Spiderman Noir puts Nicolas Cage in the trench coat of Ben Reilly, also known as The Spider, and drops him into Depression-era New York, where the case is still alive because the city never really lets anything die. The series premieres on Prime Video on May 27.
Reilly is not the same man he was when Ruby died instead of his uncle. Five years later, he is a down-at-heel private investigator, scraping by until gangsters threaten his humdrum existence and drag him back into the kind of trouble he cannot quite outrun.
That setup gives the show a cleaner hook than many recent Spider-Man spin-offs have managed. Over two decades, Spider-Man films and projects have generated $11 billion at the box office, but offshoots such as Morbius and Kraven The Hunter showed how hard it is to turn the wider brand into a sure thing on its own.
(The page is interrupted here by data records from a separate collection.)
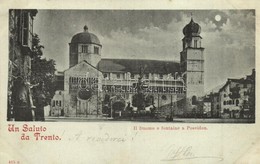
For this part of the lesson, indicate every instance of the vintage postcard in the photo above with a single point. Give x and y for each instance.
(129, 84)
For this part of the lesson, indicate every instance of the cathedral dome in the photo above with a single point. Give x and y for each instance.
(85, 37)
(192, 29)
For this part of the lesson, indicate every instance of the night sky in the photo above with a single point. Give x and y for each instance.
(228, 37)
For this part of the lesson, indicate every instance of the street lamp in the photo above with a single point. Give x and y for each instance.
(111, 100)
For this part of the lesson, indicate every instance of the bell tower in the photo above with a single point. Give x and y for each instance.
(192, 65)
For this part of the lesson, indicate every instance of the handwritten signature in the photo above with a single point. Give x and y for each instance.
(174, 152)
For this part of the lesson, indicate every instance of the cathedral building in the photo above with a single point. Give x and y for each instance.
(92, 83)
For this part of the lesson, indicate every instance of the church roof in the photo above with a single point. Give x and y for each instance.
(134, 66)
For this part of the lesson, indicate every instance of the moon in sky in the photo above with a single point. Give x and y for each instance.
(217, 18)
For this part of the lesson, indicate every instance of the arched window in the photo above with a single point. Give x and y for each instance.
(164, 97)
(237, 102)
(194, 100)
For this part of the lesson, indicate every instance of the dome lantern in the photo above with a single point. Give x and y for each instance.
(85, 37)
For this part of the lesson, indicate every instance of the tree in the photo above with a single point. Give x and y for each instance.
(42, 70)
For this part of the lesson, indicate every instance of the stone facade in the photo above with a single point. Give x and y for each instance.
(20, 50)
(92, 83)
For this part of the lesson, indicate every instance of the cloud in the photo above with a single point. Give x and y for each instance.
(229, 46)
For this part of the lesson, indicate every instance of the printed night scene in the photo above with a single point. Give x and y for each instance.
(185, 66)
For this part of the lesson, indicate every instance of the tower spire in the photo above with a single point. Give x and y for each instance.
(85, 28)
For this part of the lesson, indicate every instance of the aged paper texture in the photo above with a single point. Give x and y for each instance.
(136, 82)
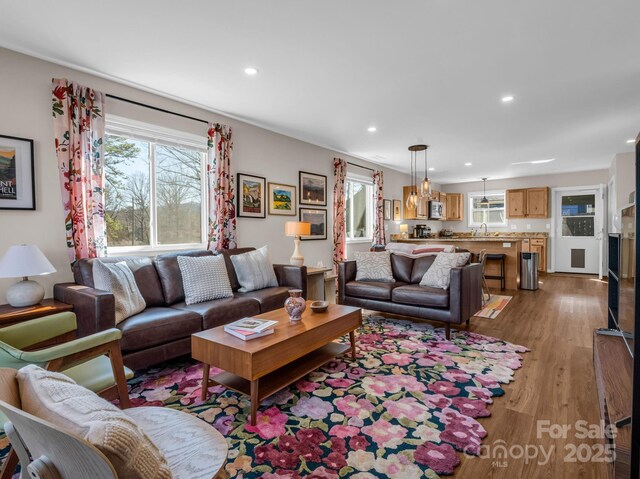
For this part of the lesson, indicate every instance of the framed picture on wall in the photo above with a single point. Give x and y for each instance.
(397, 210)
(318, 220)
(251, 196)
(387, 209)
(313, 189)
(17, 178)
(282, 199)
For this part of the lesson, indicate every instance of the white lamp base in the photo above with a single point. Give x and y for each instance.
(25, 293)
(296, 258)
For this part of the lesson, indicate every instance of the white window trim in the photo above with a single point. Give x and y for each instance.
(474, 194)
(138, 130)
(370, 216)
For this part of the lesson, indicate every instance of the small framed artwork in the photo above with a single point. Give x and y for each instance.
(387, 209)
(397, 210)
(313, 189)
(251, 196)
(282, 199)
(318, 220)
(17, 178)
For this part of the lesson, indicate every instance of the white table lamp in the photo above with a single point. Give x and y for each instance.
(297, 229)
(24, 260)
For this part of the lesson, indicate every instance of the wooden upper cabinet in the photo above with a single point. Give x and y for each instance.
(407, 214)
(538, 203)
(454, 207)
(528, 203)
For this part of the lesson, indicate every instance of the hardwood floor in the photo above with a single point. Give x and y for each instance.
(555, 384)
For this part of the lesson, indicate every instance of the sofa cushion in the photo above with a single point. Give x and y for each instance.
(417, 295)
(221, 311)
(156, 326)
(170, 276)
(56, 398)
(268, 298)
(143, 271)
(254, 270)
(204, 278)
(118, 279)
(371, 289)
(227, 254)
(420, 267)
(401, 267)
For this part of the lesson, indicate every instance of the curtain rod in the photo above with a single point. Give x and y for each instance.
(133, 102)
(363, 167)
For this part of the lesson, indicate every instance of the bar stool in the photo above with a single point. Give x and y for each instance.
(499, 257)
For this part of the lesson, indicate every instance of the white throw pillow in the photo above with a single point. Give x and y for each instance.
(439, 274)
(374, 266)
(118, 279)
(204, 278)
(254, 270)
(56, 398)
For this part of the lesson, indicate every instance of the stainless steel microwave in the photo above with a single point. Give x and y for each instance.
(436, 210)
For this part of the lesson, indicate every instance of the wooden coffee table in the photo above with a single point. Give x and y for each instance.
(262, 366)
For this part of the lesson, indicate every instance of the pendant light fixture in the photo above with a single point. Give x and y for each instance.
(425, 185)
(484, 201)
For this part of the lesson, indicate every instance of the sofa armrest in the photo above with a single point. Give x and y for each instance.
(294, 277)
(346, 273)
(94, 309)
(465, 292)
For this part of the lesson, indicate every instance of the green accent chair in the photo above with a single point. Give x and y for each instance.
(93, 361)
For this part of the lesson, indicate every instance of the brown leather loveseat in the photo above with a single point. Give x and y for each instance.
(406, 297)
(163, 330)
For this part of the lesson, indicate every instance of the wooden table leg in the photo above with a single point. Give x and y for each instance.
(254, 401)
(352, 337)
(205, 381)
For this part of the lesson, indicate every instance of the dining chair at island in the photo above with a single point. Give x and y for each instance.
(24, 260)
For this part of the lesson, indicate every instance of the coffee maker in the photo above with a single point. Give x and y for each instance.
(422, 231)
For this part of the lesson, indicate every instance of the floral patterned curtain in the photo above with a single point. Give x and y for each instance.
(222, 210)
(339, 228)
(78, 127)
(378, 201)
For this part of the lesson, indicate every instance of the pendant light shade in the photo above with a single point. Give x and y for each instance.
(484, 201)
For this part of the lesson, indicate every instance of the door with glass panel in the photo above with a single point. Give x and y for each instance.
(579, 231)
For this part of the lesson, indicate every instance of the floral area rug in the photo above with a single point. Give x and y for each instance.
(407, 408)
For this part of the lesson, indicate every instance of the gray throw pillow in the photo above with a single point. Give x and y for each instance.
(374, 266)
(254, 270)
(204, 278)
(118, 279)
(439, 274)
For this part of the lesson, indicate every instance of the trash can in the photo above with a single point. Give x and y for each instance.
(529, 271)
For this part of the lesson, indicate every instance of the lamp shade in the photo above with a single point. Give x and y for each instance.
(297, 228)
(24, 260)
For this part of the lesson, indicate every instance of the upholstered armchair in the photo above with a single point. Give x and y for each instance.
(93, 361)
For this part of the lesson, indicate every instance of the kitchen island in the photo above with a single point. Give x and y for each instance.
(510, 246)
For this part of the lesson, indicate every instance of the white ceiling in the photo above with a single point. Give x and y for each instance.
(429, 71)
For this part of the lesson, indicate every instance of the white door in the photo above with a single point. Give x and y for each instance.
(579, 230)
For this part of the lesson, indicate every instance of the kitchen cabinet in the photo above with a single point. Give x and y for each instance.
(528, 203)
(454, 207)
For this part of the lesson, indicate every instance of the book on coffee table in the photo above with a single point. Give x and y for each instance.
(251, 325)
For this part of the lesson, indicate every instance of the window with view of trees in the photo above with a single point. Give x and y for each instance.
(153, 193)
(359, 210)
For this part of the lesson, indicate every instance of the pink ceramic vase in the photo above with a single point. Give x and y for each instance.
(295, 304)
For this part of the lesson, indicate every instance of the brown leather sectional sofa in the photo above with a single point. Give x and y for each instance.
(406, 297)
(163, 330)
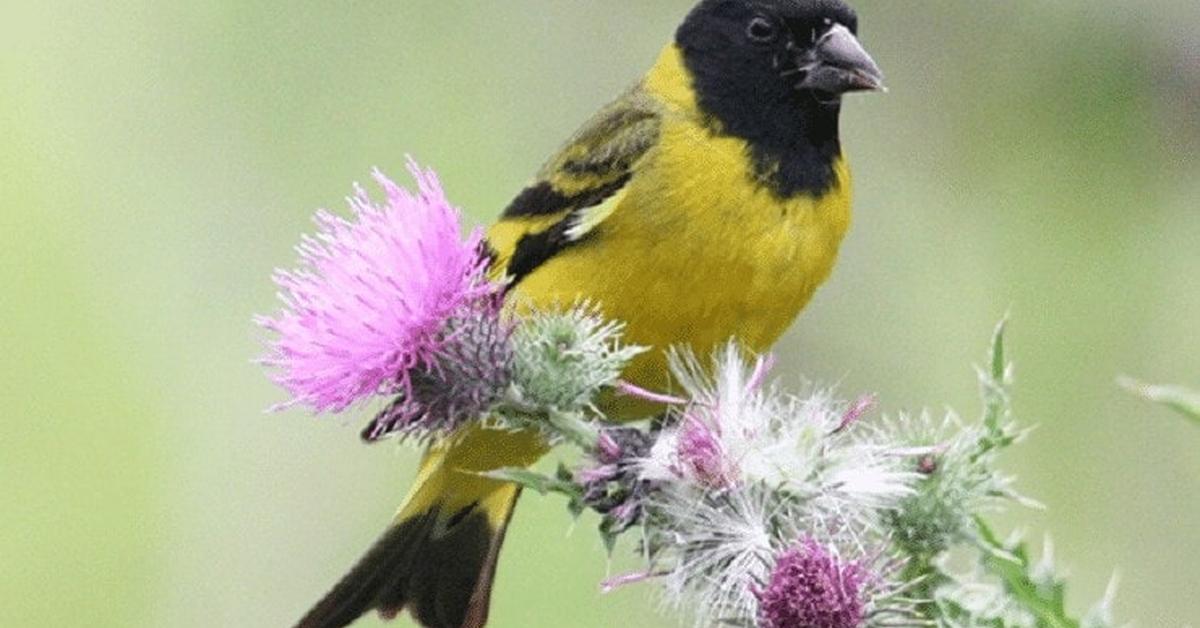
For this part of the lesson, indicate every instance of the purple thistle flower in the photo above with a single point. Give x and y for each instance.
(810, 587)
(369, 306)
(467, 374)
(701, 456)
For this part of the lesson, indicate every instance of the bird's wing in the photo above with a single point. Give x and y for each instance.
(579, 187)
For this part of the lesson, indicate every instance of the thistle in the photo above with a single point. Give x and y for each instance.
(811, 587)
(393, 301)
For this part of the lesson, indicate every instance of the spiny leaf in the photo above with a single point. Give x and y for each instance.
(1179, 399)
(1043, 596)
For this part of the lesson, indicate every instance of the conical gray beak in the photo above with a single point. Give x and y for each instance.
(840, 64)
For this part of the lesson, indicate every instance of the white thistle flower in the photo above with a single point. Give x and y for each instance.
(733, 430)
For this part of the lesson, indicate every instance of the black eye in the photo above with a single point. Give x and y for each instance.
(761, 30)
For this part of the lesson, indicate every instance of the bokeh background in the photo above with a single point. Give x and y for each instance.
(159, 160)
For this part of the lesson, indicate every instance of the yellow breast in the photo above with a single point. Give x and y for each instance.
(695, 250)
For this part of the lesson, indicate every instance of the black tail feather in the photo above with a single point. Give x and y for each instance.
(439, 569)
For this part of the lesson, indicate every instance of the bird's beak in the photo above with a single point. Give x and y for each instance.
(839, 64)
Spider-Noir is trying something different: a campy, art-deco TV detective version of Spider-Man’s world, with its default presentation set to Authentic Black & White.
The cast around Cage is built to support that tone. Karen Rodriguez plays Janet, Lamorne Morris plays Robbie, and Brendan Gleeson takes the role of Silvermane, a mob kingpin whose reach shapes much of the violence in the series. Most of the show’s hardest blows come when Silvermane and his henchman attack Reilly, pushing the story toward a bruising, street-level version of superhero noir.
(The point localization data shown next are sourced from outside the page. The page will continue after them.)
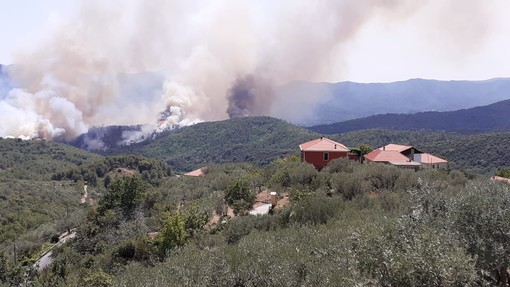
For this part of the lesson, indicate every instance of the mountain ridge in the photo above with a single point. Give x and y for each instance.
(493, 117)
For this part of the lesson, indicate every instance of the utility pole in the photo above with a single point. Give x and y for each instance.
(14, 254)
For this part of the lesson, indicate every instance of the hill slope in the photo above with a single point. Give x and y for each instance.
(38, 160)
(492, 117)
(255, 139)
(310, 104)
(262, 139)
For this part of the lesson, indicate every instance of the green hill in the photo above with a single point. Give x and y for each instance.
(258, 140)
(38, 160)
(261, 140)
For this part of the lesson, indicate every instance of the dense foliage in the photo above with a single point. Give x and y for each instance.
(38, 159)
(256, 139)
(260, 140)
(351, 224)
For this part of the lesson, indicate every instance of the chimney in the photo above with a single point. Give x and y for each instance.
(273, 199)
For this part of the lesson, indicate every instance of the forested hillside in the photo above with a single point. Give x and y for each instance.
(492, 117)
(253, 139)
(350, 224)
(260, 140)
(312, 104)
(38, 159)
(42, 187)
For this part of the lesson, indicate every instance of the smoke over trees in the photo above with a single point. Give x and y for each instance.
(219, 59)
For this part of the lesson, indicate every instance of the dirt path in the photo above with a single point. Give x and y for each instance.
(46, 260)
(85, 194)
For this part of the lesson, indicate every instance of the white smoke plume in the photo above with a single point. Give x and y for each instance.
(216, 56)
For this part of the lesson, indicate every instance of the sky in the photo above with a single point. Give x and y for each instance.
(439, 40)
(225, 58)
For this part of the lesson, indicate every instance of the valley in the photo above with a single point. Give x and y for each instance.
(149, 224)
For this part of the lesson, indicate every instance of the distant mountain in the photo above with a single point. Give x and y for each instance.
(311, 104)
(258, 140)
(103, 138)
(494, 117)
(261, 140)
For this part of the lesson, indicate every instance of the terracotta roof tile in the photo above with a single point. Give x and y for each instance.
(386, 156)
(397, 147)
(428, 158)
(323, 144)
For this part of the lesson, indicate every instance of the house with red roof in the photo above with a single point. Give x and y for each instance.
(392, 157)
(408, 151)
(430, 161)
(321, 151)
(405, 156)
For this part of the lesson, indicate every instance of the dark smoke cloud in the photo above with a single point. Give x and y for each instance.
(201, 47)
(250, 96)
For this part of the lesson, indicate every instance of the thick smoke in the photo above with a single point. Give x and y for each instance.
(201, 47)
(250, 96)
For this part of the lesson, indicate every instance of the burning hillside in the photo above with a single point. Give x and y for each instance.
(216, 60)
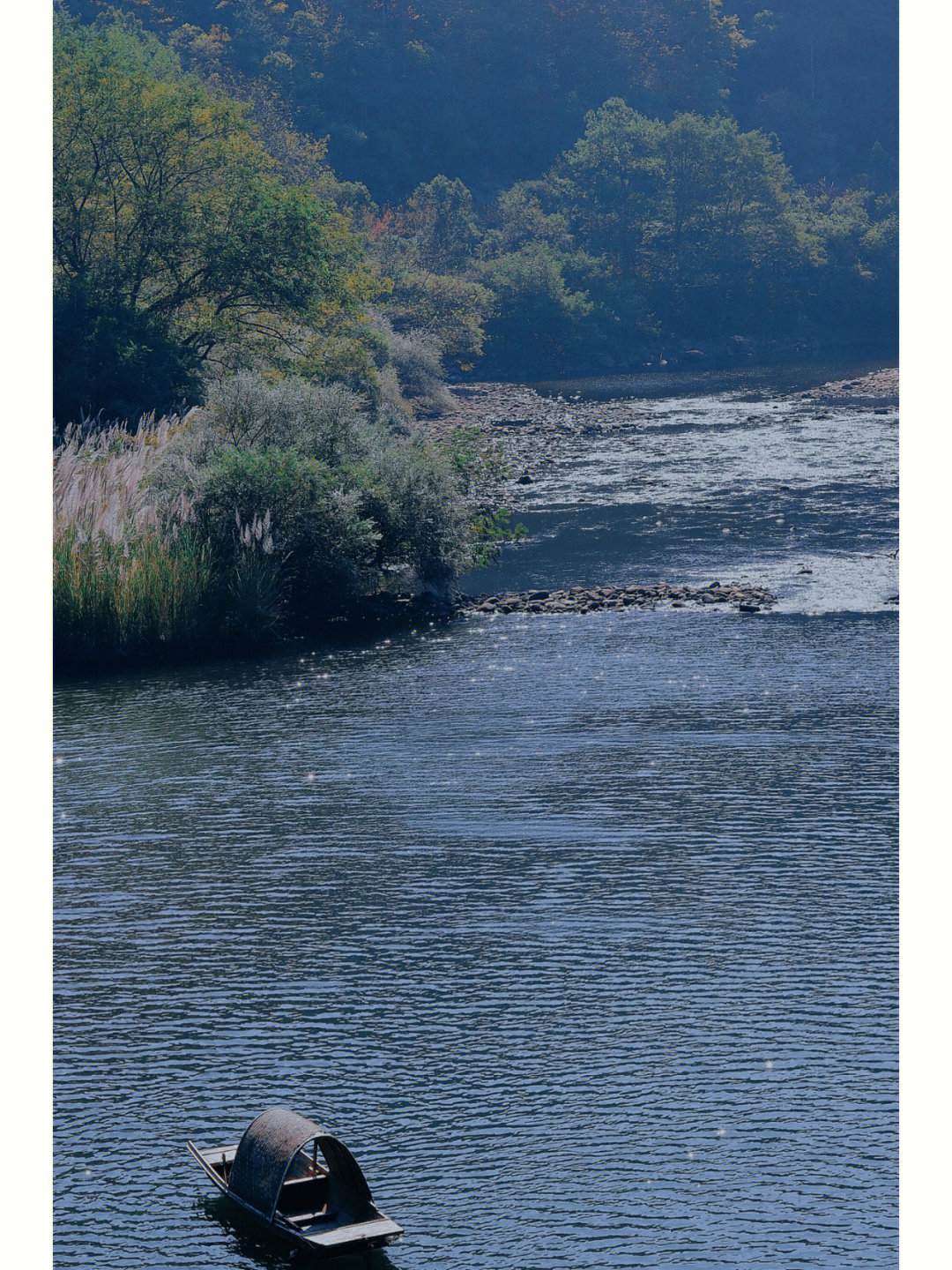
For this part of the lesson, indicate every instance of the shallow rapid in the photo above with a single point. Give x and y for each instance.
(579, 930)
That makes the series feel less like another masked spectacle and more like a crime story that happens to have a hero in it. Cage has described the character as a “syphilitic walrus,” and the image fits the rough, battered mood the show appears to be chasing. Whether that becomes enough to separate it from the Spider-Man spin-offs that stumbled before it is the question the May 27 debut will answer first.